The neural mechanisms (and the characteristics of the physical plant of the arm and hand) that underlie the sigmoidal function shown in Fig. 3 are poorly understood. Nevertheless, by providing a quantitative model of the temporal coupling between the transport and grasp components of prehension, any manipulations of the variables contributing to this coupling can be more easily studied and evaluated.

Several models of prehension have been put forward, only some of which have incorporated the notion that the transport and grasp components are separable but coupled (Jeannerod 1984). Harris and Wolpert (1998) have put forward a minimum-variance account of how movement trajectories (including goal-directed arm movements) are selected. Their model, however, does not address how the grasp component is integrated with the arm movement. Hoff and Arbib (1993) have modeled how the two components of prehension are organized. They have proposed that a “preshape controller” determines the grasp component in conjunction with a “hand-closure controller”. Nevertheless, their model requires the postulation of additional constraints on how the two components are coupled. Mon-Williams and Tresilian (2001) have recently proposed a “rule of thumb” principle, in which they argue that the durational ratio of the opening and closing phases of grip aperture is proportional to the ratio of maximum grip aperture and the size of the goal object. This “rule of thumb” is simple and plausible, but predicts a time of maximum grip aperture that is much earlier than is typically observed in empirical studies.
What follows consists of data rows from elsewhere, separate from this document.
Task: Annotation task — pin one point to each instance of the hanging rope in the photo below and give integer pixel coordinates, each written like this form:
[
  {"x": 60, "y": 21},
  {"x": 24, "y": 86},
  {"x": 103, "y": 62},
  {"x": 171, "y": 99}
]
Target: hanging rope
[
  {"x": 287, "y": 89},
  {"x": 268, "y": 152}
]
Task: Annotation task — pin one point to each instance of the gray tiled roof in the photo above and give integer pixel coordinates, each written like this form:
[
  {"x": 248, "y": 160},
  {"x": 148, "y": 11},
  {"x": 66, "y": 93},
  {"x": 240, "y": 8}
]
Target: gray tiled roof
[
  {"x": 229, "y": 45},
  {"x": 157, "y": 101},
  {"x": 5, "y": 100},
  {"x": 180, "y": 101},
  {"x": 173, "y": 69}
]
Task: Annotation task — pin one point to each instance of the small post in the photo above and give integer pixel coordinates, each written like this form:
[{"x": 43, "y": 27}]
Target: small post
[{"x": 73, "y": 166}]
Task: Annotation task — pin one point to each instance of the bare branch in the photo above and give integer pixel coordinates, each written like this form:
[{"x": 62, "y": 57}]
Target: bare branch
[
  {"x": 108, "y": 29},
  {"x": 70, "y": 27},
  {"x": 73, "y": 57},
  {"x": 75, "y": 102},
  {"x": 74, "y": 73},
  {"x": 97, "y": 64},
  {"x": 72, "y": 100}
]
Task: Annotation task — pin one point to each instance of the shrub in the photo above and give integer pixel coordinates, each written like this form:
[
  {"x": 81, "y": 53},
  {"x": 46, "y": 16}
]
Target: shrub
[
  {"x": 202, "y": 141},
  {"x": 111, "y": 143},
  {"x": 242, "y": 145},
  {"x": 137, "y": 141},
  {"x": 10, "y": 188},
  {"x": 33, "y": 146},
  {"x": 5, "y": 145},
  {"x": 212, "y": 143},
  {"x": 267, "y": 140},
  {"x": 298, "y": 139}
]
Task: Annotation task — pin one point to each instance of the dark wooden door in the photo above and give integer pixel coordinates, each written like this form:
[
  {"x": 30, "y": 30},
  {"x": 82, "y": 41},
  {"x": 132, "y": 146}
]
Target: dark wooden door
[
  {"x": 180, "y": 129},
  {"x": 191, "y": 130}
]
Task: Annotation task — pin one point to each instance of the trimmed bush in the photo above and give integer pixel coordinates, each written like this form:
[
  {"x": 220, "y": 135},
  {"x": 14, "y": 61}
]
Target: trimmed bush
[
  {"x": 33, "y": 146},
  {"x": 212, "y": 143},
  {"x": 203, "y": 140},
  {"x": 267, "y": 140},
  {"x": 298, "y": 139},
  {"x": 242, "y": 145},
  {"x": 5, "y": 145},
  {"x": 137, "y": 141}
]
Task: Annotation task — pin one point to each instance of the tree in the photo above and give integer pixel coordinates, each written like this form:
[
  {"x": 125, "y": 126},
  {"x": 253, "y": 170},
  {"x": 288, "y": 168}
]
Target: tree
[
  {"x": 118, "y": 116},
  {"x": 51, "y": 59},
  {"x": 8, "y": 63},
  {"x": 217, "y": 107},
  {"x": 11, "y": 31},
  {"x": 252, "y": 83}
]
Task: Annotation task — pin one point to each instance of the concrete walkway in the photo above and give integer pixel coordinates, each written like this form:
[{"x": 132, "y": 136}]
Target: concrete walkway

Smeets and Brenner (1999) do not deal with the temporal coupling of transport and grasp, but instead put forward a model that uses a minimum-jerk approach to predict how experimental variables such as object size, reaching velocity, fragility, and required accuracy influence the timing and amplitude of the maximum grip aperture. In their model, the thumb and index finger are treated as relatively independent effectors. Recently, Cuijpers et al. (2004) have studied the relation between object shape and grasping kinematics. One of their observations shows that the correlation coefficient of grip aperture has a linear relationship with respect to the percentage of movement distance. Because this study did not provide information about wrist velocity, it is impossible to infer the relationship between the correlation coefficient of grip aperture and movement duration.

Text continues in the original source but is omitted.